Background: Numerous qualitative studies have been carried out on the safety and clinical use of GNPs as a radio-sensitizer in tumors, using proton therapy and the results have been promising. However, some quantitative studies should be conducted in order to examine the factors affecting this method.

Methods: Monte Carlo simulation was performed by MCNPX code to assess pristine Bragg peak, spread-out bragg peak (SOBP), and secondary particle production enhancement in GNPs radio-sensitized tumor using proton therapy.

Results: The results show several percent dose enhancement within and its reduction after the tumor site. A little increase in neutron production and no deviation for photon production is indicated.

Conclusions: Finally, it can be concluded that sensitization of a realistic tumor can be beneficial during the proton therapy.

Keywords

Proton Therapy GNPs Radio-Sensitization Modulated Dose Enhancement Secondary Particles Slab Head Phantom

Copyright © 2017, Cancer Research Center (CRC), Shahid Beheshti University of Medical Sciences. This is an open-access article distributed under the terms of the Creative Commons Attribution-NonCommercial 4.0 International License (http://creativecommons.org/licenses/by-nc/4.0/) which permits copy and redistribute the material just in noncommercial usages, provided the original work is properly cited.

1. Background

Proton therapy has been used in hospitals in the last 2 decades as a relatively new treatment modality for cancer. The first suggestion for using the energetic protons in radiotherapy was made by Robert R. Wilson in 1946 (1). As a radiotherapy method, proton therapy has numerous radiobiological and physical advantages over other radiotherapy methods. All radiotherapy methods aim at destroying tumor cells and at the same time minimize inadvertent damage to adjacent cells. Schardt et al. (2010) and Loeffler and Durante (2013) showed that in ion radiotherapy, the dose can be deposited over a small range and, therefore, damage to healthy tissues is reduced considerably (2, 3). Proton-beam re-irradiation therapy is a safe and effective curative strategy, with an acceptable rate of toxicity and durable disease control (4). In recent years, the use of high-Z nanoparticles, as radio-sensitize agent, has been proposed as a breakthrough in radiotherapy (5). Various experiments (6-9) and numerical simulations (10, 11) have been carried out to study radio-sensitization effects of using gold nanoparticles (GNPs) in photon radiation fields. Studies on the effects of metal -nanoparticles, such as gold, silver, platinum, and gadolinium, in combination with ionizing radiation, have revealed that the sensitization by nanoparticles enhances the effects of radiation (12-15). Due to their high atomic number, biocompatibility and potential for targeted surface modification, GNPs have attracted a lot of attention (16). The composition that comprises nanoparticle has bigger molecules than the nutrients in the vessel. Also, cancer cells are more active and capillaries in tumor area are bigger compared to the healthy tissues. Therefore, most of nanoparticle compositions are absorbed in the tumor area. Some secondary particles are created through the nuclear interactions between the beam and nanoparticles, resulting in an increase in dose in the area containing nanoparticles. GNPs can be bound to many proteins and drugs and can be actively targeted to cancer cells overexpressing cell surface receptors (17). Likewise, protons have a high cross-section with gold at a wide range of relevant clinical energies, and as a result, they can be potentially used with GNPs for increased therapeutic effect (18).

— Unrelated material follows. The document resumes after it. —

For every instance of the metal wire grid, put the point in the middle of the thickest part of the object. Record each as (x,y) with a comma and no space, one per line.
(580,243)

Kim et al. (19) have stressed the role of secondary electrons and the characteristic X-rays emitted from metallic nanoparticles irradiated by protons and observed complete tumor regression as well as increase in intracellular reactive species level in mice tumors. Hainfeld et al. used gold particles with a diameter of 1.9 nm to demonstrate the increased effect of radiotherapy on mice. They found out that during radiotherapy, the ratio of gold density in tumor tissue compared to the healthy tissue remains 8 to 1 (6, 7). In the research by Christopher et al., a considerable increase in the living cells of the prostate tumor has been reported when sensitized by GNPs and exposed to 160MeV proton beams (20). Since the safety tests regarding the clinical use of nanoparticles have been conducted, some computational studies on the important factors in this method should be carried out. The studies conducted on this therapeutic method for the tumor sensitization by GNPs have been mostly qualitative, while there are only a few quantitative studies on dose enhancement and factors affecting it. Martinez-Rovira and Y. Prezado studied the local dose enhancement in combination of proton therapy and nanoparticles by Monte Carlo (MC) simulation (5). MC’s method is a robust method for the simulation of the particle transport. In this method, a statistical method, like the one occurring in reality, is developed and, then, repeated several times with the aid of random numbers and random occurrence of the phenomenon in question. Therefore, the simulations with MC method can be considered a theoretical experiment. Their work was divided into 2 steps, including a macroscopic simulation of a proton beam impinging on a water phantom and a nanometric simulation to assess dose distributions around the nanoparticles. Walzlein et al. (8) made MC simulations, using the track structure code TRAX to investigate a possible dose enhancement effect by proton or electron irradiation in the vicinity of nanoparticles consisting of different high Z atomic materials. Tran et al. (21) presented an in silico investigation, on the basis of the general purpose MC simulation toolkit Geant4, into energy deposition and radical species production around a spherical GNPs 50 nm in diameter via proton irradiation.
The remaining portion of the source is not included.